Malaysia: ISA Detainees Beaten and Humiliated
Internal Security Act Should Be Repealed
Malaysia’s Internal Security Act (ISA), which gives the government unchecked powers to detain individuals for long
periods without charge, is a recipe for abuse, Human Rights Watch said today.
In a new report released today, Human Rights Watch called for the repeal of the 45-year-old ISA, which allows for
detention without trial and bars judicial review of detentions. The report, Detained Without Trial: Abuse of Internal
Security Act Detainees in Malaysia, is based on interviews with family members of current ISA detainees, their lawyers
and handwritten statements of ISA detainees. It documents the physical abuse, ill-treatment and humiliation of more than
25 detainees in Kamunting Detention Center in December 2004. None of these detainees have been charged or tried.
“Those held under the ISA are defined as a group that has virtually no rights, so it is hardly surprising that prison
guards treat them as less than human,” said Brad Adams, executive director of Human Rights Watch’s Asia Division.
According to eyewitness accounts, ISA detainees were beaten, abused and humiliated in a December 2004 incident when
prison guards, armed with batons, shields and riot gear, mistreated handcuffed detainees. Mohamad Faiq bin Hafidh, who
has been detained since January 2002, described the events of December 8 and 9, 2004, in Kamunting Detention Center. He
wrote:
I was handcuffed . . . and my head was pushed down to waist level. My head was struck with a baton and my eye was hit,
injuring it. When I reached room seven of [the cell block], I was continuously beaten and then forced to strip naked,
ordered to crawl while entering the room and then my buttocks were kicked and that was how I stumbled inside, naked.
No prison officials have been disciplined and the government has not made public the findings of its investigation into
the incident. Human Rights Watch’s requests to visit Kamunting Detention Center and to interview the director of
Kamunting or a government official knowledgeable about the events were denied. Most of the 112 people currently detained
in Malaysia under the ISA are held under allegations of associating with militant Islamist groups, though the government
has expanded its use of the ISA to include individuals accused of counterfeiting and forging documents and has
threatened to use it against practitioners of religious beliefs deemed “deviant” by the government. Some detainees have
been in custody for more than four years.
Human Rights Watch said that ISA detainees have no effective recourse to challenge their detention because the law
prevents the courts from reviewing the merits of ISA detentions. Although the law allows judicial review of the
procedural requirements for detention, Malaysian courts routinely dismiss habeas corpus petitions challenging ISA
detentions.
The Malaysian government admits that it chooses not to prosecute ISA detainees.

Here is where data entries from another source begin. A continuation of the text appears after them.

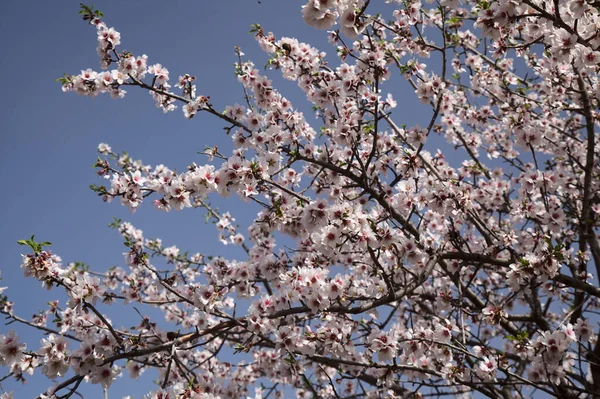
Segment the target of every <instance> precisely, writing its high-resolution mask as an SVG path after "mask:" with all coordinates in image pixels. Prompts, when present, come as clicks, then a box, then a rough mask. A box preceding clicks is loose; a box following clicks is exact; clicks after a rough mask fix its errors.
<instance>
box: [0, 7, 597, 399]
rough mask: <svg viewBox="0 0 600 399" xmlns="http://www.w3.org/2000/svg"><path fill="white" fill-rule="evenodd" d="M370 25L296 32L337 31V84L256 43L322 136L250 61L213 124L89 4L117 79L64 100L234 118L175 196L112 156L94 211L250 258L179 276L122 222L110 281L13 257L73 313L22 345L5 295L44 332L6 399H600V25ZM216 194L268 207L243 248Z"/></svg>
mask: <svg viewBox="0 0 600 399" xmlns="http://www.w3.org/2000/svg"><path fill="white" fill-rule="evenodd" d="M371 3H373V2H370V1H364V0H310V1H308V2H307V4H305V5H304V7H303V8H302V17H303V19H304V20H305V21H306V22H307V24H308V25H310V26H313V27H316V28H319V29H336V30H334V31H331V32H329V39H330V42H331V43H332V45H333V46H334V48H335V53H336V54H337V56H338V59H337V60H335V61H331V59H332V58H331V57H327V55H326V54H325V53H324V52H322V51H320V50H319V49H316V48H315V47H313V46H311V45H310V44H307V43H302V42H301V41H299V40H297V39H294V38H289V37H281V38H278V37H276V36H275V34H273V33H271V32H267V31H265V30H264V29H263V27H261V26H260V25H255V26H253V29H252V32H253V33H254V37H255V39H256V41H257V42H258V45H259V46H260V47H261V48H262V49H263V50H264V51H265V52H266V53H267V54H268V56H269V61H268V64H267V66H268V67H269V68H271V69H273V70H277V71H279V72H280V73H281V74H282V76H283V78H285V79H287V80H290V81H293V82H296V83H297V85H298V88H299V89H300V91H301V92H302V93H303V94H304V96H305V97H306V99H307V101H308V102H309V103H310V104H311V106H312V109H313V110H314V112H315V115H316V117H317V120H318V125H319V126H318V127H317V126H315V124H314V123H312V122H310V121H309V118H308V117H307V115H305V113H303V112H301V111H299V110H298V108H297V107H296V105H295V104H294V103H292V102H291V101H290V100H289V99H288V98H286V97H285V96H284V95H283V94H282V93H281V92H279V91H278V90H277V89H276V88H275V87H274V86H273V80H272V79H270V77H269V75H268V74H269V73H270V72H262V71H261V70H259V69H258V68H256V67H255V64H254V63H252V62H251V61H248V60H245V59H243V57H242V56H243V54H242V53H241V51H240V50H239V49H237V55H238V57H239V58H238V62H237V63H236V64H235V73H236V76H237V78H238V81H239V82H240V84H241V85H242V86H243V88H244V93H245V94H246V95H245V100H246V102H245V103H244V104H243V105H241V104H239V103H233V104H232V105H228V106H226V107H225V108H224V109H223V110H216V109H214V108H213V106H212V104H211V103H210V101H209V97H208V96H202V95H198V94H197V93H196V86H195V83H196V78H195V77H194V76H193V75H191V74H183V75H181V76H180V77H179V79H178V81H177V84H175V85H174V86H173V87H172V86H171V85H170V84H169V78H170V73H169V70H168V69H167V68H166V67H165V66H163V65H162V64H159V63H154V64H149V63H148V57H147V56H145V55H143V56H134V55H133V54H131V53H129V52H119V51H118V49H117V48H118V46H119V44H120V42H121V35H120V34H119V32H117V31H115V30H114V29H113V28H108V27H107V25H105V23H104V22H103V21H102V20H101V19H99V18H100V17H101V15H99V14H98V12H97V11H95V10H93V9H91V8H87V7H85V6H84V11H85V12H84V19H86V20H88V21H89V22H90V23H91V24H92V25H93V26H95V27H96V29H97V33H98V55H99V56H100V61H101V65H102V68H103V69H105V71H104V72H101V73H96V72H94V71H93V70H91V69H88V70H85V71H82V72H81V74H79V75H75V76H72V77H68V76H65V77H64V78H63V79H61V81H62V83H63V90H65V91H73V92H76V93H78V94H83V95H87V96H95V95H98V94H100V93H109V94H110V95H111V96H113V97H122V96H123V95H124V94H125V92H124V91H123V89H122V87H123V86H125V85H129V86H134V87H137V88H140V89H143V90H147V91H148V92H149V93H150V95H151V96H152V97H153V98H154V100H155V101H156V104H157V106H158V107H159V108H161V109H163V110H164V111H170V110H172V109H174V108H175V106H176V104H177V103H181V104H182V109H183V114H184V117H186V118H188V119H191V118H193V117H194V115H196V114H197V113H200V112H206V113H208V114H210V115H213V116H214V117H216V118H219V119H220V120H222V121H223V122H224V123H225V124H226V125H227V132H228V133H231V134H230V137H231V140H232V148H233V149H232V150H231V152H230V153H229V154H225V153H223V152H221V151H220V150H219V149H218V148H216V147H214V148H209V149H207V150H205V152H204V155H205V156H206V157H207V162H206V163H205V164H196V163H192V164H191V165H189V166H188V167H187V169H186V170H184V171H182V172H175V171H174V170H172V169H170V168H169V167H167V166H165V165H157V166H152V165H146V164H144V163H143V162H142V161H140V160H133V159H132V158H130V156H129V155H127V154H123V155H118V154H117V153H115V152H113V150H112V149H111V147H110V146H109V145H107V144H105V143H103V144H101V145H100V146H99V147H98V151H99V152H100V154H101V158H100V159H98V162H97V163H96V165H95V166H96V167H97V168H98V174H99V175H100V176H102V177H104V178H105V179H106V181H108V184H107V185H108V187H104V186H93V189H94V191H96V192H98V193H99V194H100V195H101V196H102V198H103V199H104V200H105V201H106V202H110V201H112V200H113V199H118V200H119V201H120V203H121V204H122V205H124V206H126V207H127V208H129V209H130V210H131V211H132V212H133V211H135V210H136V209H138V208H139V207H140V206H142V204H143V202H144V201H145V200H146V199H147V198H151V199H150V201H152V203H153V204H154V206H155V208H156V209H158V210H161V211H170V210H183V209H185V208H202V209H204V211H205V212H206V215H207V220H210V221H213V222H214V224H215V226H216V233H217V235H218V237H219V239H220V241H221V242H222V243H224V244H234V245H236V246H237V248H235V249H236V250H239V251H240V253H242V254H245V255H243V257H239V256H238V257H236V256H234V255H233V254H231V256H217V255H215V254H203V253H202V254H200V253H196V254H193V255H190V254H189V253H188V252H186V251H185V250H183V249H180V248H179V247H177V246H175V245H164V244H163V242H162V240H161V239H160V238H155V239H147V238H145V237H144V235H143V233H142V231H141V230H139V229H136V228H135V227H134V226H133V225H131V224H130V223H127V222H123V221H115V222H114V224H113V227H115V228H116V229H118V231H119V233H120V234H122V236H123V237H124V239H125V244H126V246H127V250H126V252H125V253H124V255H125V265H124V266H123V267H115V268H112V269H110V270H108V271H106V272H101V273H98V272H92V271H90V270H88V268H87V267H83V266H81V265H79V264H70V265H68V266H67V267H63V266H62V264H61V263H60V262H61V261H60V258H58V257H57V256H56V255H53V254H52V253H51V252H49V251H45V250H43V248H41V246H40V244H37V243H35V242H34V241H33V237H32V239H31V240H29V241H23V242H24V243H27V245H29V246H30V247H31V248H32V250H33V253H32V254H29V255H24V256H23V261H22V268H23V270H24V272H25V274H26V275H27V276H32V277H35V278H37V279H38V280H40V281H42V282H43V283H44V285H45V286H46V287H60V289H64V290H65V291H66V293H67V295H68V298H69V299H68V301H67V303H66V305H67V306H66V307H65V308H64V309H63V308H61V307H60V306H59V304H58V302H53V303H52V304H49V309H48V310H46V311H42V312H41V313H39V314H38V315H37V316H36V317H35V318H34V319H33V320H32V321H31V322H29V321H27V320H25V319H22V318H20V317H19V316H17V315H15V314H14V311H13V308H12V303H11V302H9V301H8V300H7V299H6V298H4V297H1V298H0V299H1V305H2V313H4V314H6V315H7V316H8V317H9V318H12V319H13V320H14V321H15V322H21V323H25V324H28V325H30V326H33V327H38V328H42V327H43V329H44V330H45V331H46V332H48V333H50V335H48V337H47V338H45V339H44V340H43V341H42V347H41V349H39V350H38V351H37V352H26V351H25V346H24V344H20V343H19V341H18V339H17V337H16V335H15V334H14V333H12V332H11V333H9V334H8V335H3V336H0V360H1V361H2V362H1V363H2V365H4V366H8V367H10V368H11V371H12V373H13V375H15V376H16V377H17V378H21V377H22V374H23V373H24V372H27V373H33V372H34V371H35V370H36V369H38V368H39V369H41V371H42V373H43V374H45V375H46V376H47V377H48V378H51V379H60V378H61V377H64V376H65V373H67V372H68V371H69V370H71V371H72V372H73V373H74V374H75V376H74V377H73V378H71V379H69V380H65V382H64V385H61V383H59V385H57V386H56V387H54V388H52V389H51V390H50V391H49V392H48V396H51V395H52V394H54V393H57V392H58V391H62V392H65V391H68V390H69V389H72V390H73V391H71V393H72V392H74V390H76V388H77V386H79V383H81V382H82V381H84V380H87V381H90V382H92V383H97V384H102V385H103V386H105V387H108V386H109V385H110V383H111V382H112V381H113V379H115V378H117V377H118V376H119V375H121V370H122V369H123V368H125V369H126V370H127V371H128V374H129V375H130V376H131V377H132V378H137V377H138V376H140V375H141V374H142V373H143V372H144V371H145V370H147V369H150V368H156V369H158V370H159V381H160V387H157V389H156V390H154V392H151V393H149V394H148V396H147V397H148V398H153V399H154V398H157V399H158V398H162V399H164V398H215V399H216V398H239V397H249V396H250V395H251V394H250V392H254V397H255V398H260V397H271V396H270V395H272V396H274V397H283V396H284V395H285V393H284V390H283V389H285V388H283V387H288V389H289V388H292V389H295V390H296V395H297V396H298V397H313V396H314V397H323V398H339V397H342V396H344V397H357V398H359V397H360V398H367V397H407V396H410V395H412V394H413V393H414V392H413V390H414V386H413V385H412V384H413V383H415V382H419V383H422V384H421V385H419V386H420V387H421V388H420V389H421V390H422V391H419V393H418V394H423V395H427V396H436V395H440V396H441V395H454V396H457V397H459V396H460V395H466V396H468V395H483V396H487V397H502V396H511V397H512V396H514V397H520V396H524V395H532V394H533V395H536V394H538V393H539V394H542V393H543V394H547V395H551V396H556V397H568V398H575V397H595V396H598V394H599V392H600V366H598V362H597V361H595V359H597V358H598V356H600V354H599V353H600V352H599V349H598V348H599V346H598V342H597V340H598V337H597V334H596V333H597V331H595V329H596V327H595V326H596V324H597V316H596V314H597V309H598V307H599V306H600V290H599V289H598V287H597V283H596V282H597V276H594V275H593V274H592V272H595V271H597V268H598V267H600V238H599V237H598V231H599V229H600V196H598V195H597V193H598V192H600V173H599V171H600V161H599V160H600V142H599V140H598V135H597V133H596V132H595V129H597V125H598V108H600V82H599V80H598V71H599V70H600V50H599V48H600V38H599V37H600V36H599V35H598V34H597V27H598V26H600V11H599V9H598V8H597V7H595V6H594V5H593V4H592V3H591V2H586V1H581V0H568V1H564V2H547V1H538V0H526V1H512V0H497V1H496V0H494V1H471V0H461V1H455V0H443V1H440V2H438V3H436V4H435V5H433V4H431V2H427V4H425V3H423V2H421V1H419V0H408V1H387V2H386V3H388V4H387V5H386V6H387V7H389V8H390V9H391V18H384V17H382V16H380V15H377V14H375V13H372V12H371V9H372V8H374V7H375V5H374V4H371ZM372 14H375V15H372ZM480 38H485V41H484V40H482V39H480ZM427 59H430V60H431V61H427ZM426 62H428V63H429V64H430V65H428V64H427V63H426ZM113 64H115V65H116V69H113V70H110V71H108V70H106V69H108V68H109V67H110V66H111V65H113ZM394 79H400V80H404V81H405V83H406V84H407V85H408V86H407V87H411V88H412V89H410V90H409V91H414V97H413V99H414V100H415V102H416V103H417V104H418V103H421V106H422V108H423V109H426V110H428V111H427V112H428V114H427V115H428V117H427V118H424V120H423V121H422V123H420V124H418V125H416V124H415V125H412V126H411V125H409V124H408V123H403V122H400V121H399V119H401V118H402V115H396V114H392V112H397V111H394V109H395V108H398V103H399V102H400V104H401V105H402V103H403V102H405V101H407V100H406V98H407V97H408V94H407V93H402V95H398V94H395V95H392V93H389V92H388V91H387V90H391V89H392V88H393V85H392V84H391V83H390V82H391V81H393V80H394ZM399 99H402V101H399ZM400 108H401V109H400V111H402V109H403V107H400ZM424 114H425V111H424ZM442 140H444V141H445V143H443V144H441V141H442ZM436 147H437V148H436ZM452 151H456V153H452ZM455 154H456V155H455ZM457 157H458V161H457ZM216 196H220V197H229V196H234V197H237V198H239V199H241V200H242V201H247V202H249V201H252V202H254V203H255V204H256V205H257V206H259V207H260V210H259V212H257V214H256V217H255V219H254V221H253V223H251V224H250V226H248V230H247V234H245V233H243V232H242V231H241V230H240V227H239V226H238V225H236V219H235V215H234V214H233V213H232V212H224V213H221V212H219V211H217V210H216V208H214V207H213V206H212V205H211V198H214V197H216ZM46 244H47V243H45V245H46ZM228 255H229V254H228ZM161 263H162V265H161ZM592 265H595V266H596V269H594V268H592V267H591V266H592ZM2 291H3V290H2ZM2 291H0V294H1V293H2ZM130 303H134V304H136V305H137V304H143V306H148V307H154V308H157V309H158V310H160V311H162V312H163V313H164V320H163V321H162V323H159V322H156V321H152V320H151V319H150V318H149V317H147V316H144V315H143V314H142V313H141V312H139V311H138V312H139V313H140V317H141V321H140V322H138V323H137V324H135V325H132V326H130V327H129V329H127V328H117V327H116V326H114V325H113V324H112V323H111V321H110V319H109V318H108V317H107V316H106V315H104V314H103V313H102V312H101V309H100V308H101V307H104V306H105V305H109V304H121V305H128V304H130ZM130 306H131V305H130ZM136 310H137V308H136ZM49 315H53V316H54V321H53V322H52V323H49V322H48V320H47V318H48V317H47V316H49ZM166 326H168V327H166ZM71 347H77V348H76V349H70V348H71ZM223 348H225V349H223ZM225 353H227V355H225ZM232 359H235V360H232ZM259 386H260V387H259ZM42 397H44V396H42Z"/></svg>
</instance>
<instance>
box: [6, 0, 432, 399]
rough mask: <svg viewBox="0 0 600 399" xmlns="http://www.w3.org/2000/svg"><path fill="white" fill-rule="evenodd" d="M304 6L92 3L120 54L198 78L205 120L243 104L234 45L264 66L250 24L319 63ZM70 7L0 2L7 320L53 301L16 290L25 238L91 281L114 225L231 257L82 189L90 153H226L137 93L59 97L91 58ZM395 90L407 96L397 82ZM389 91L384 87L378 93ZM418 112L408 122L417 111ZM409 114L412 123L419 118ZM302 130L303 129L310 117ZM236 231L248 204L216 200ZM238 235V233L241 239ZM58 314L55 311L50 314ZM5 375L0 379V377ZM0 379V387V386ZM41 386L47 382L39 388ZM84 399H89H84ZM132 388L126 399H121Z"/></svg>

In July 2005, a cabinet minister, Datuk
Mohamed Nazri, told Human Rights Watch, “They [ISA detainees] have not committed any crime because ISA is preventive.
You cannot, therefore, go to court. The government has information that something will happen. We can’t wait till it
happens. Lives and property will be lost. So before it happens we detain them.”
Human Rights Watch said that it recognizes the obligations of the Malaysian government to protect its population from
terrorist attacks and to bring those responsible for engaging in such attacks to justice. But the Malaysian government
has not yet demonstrated that any of the individuals it has detained have actually engaged in any illegal activity, or
cannot be prosecuted under existing laws.
“Malaysia’s policy amounts to the executive branch presuming the guilt of people without charge or trial,” said Adams.
“The presumption of innocence does not exist for ISA detainees.”
Since 1960, the law has been misused by the ruling United Malay National Organization (UMNO) to silence critics,
resulting in the detention of more than 10,000 people.
Human Rights Watch said that the ISA’s provisions violate fundamental international human rights standards, including
prohibitions on arbitrary detention, guarantees of the right to due process and the right to a prompt and impartial
trial. Malaysia should end its use of ISA detention and rely on its robust criminal law and capable judiciary to tackle
security and other alleged crimes.
“Malaysia aspires to be a leader in the region and a developed country by 2020,” said Adams. “The ISA is not a sign of
leadership or development––it is a sign of repression.”
Human Rights Watch said that long-term critics of the ISA, notably the United States, have been silent since the
September 11, 2001, attacks in New York and Washington, D.C. A senior State Department official, when questioned about
the ISA, told Human Rights Watch in December 2003, “With what we’re doing in Guantánamo, we’re on thin ice to push on
this.” A Malaysian cabinet minister, Datuk Mohamed Nazri, confirmed this, telling Human Rights Watch that the U.S. no
longer criticizes Malaysia’s use of the ISA because of U.S. detention practices at Guantánamo Bay.
Human Rights Watch called for the repeal of the ISA, to immediately charge or release individuals detained under the ISA
and to set up an independent commission of inquiry into the allegations of abuse in December 2004.
In May 2004, Human Rights Watch issued a report, In the Name of Security: Counterterrorism and Human Rights Abuses Under
Malaysia’s Internal Security Act, detailing abuses against ISA detainees during the first 60 days of detention.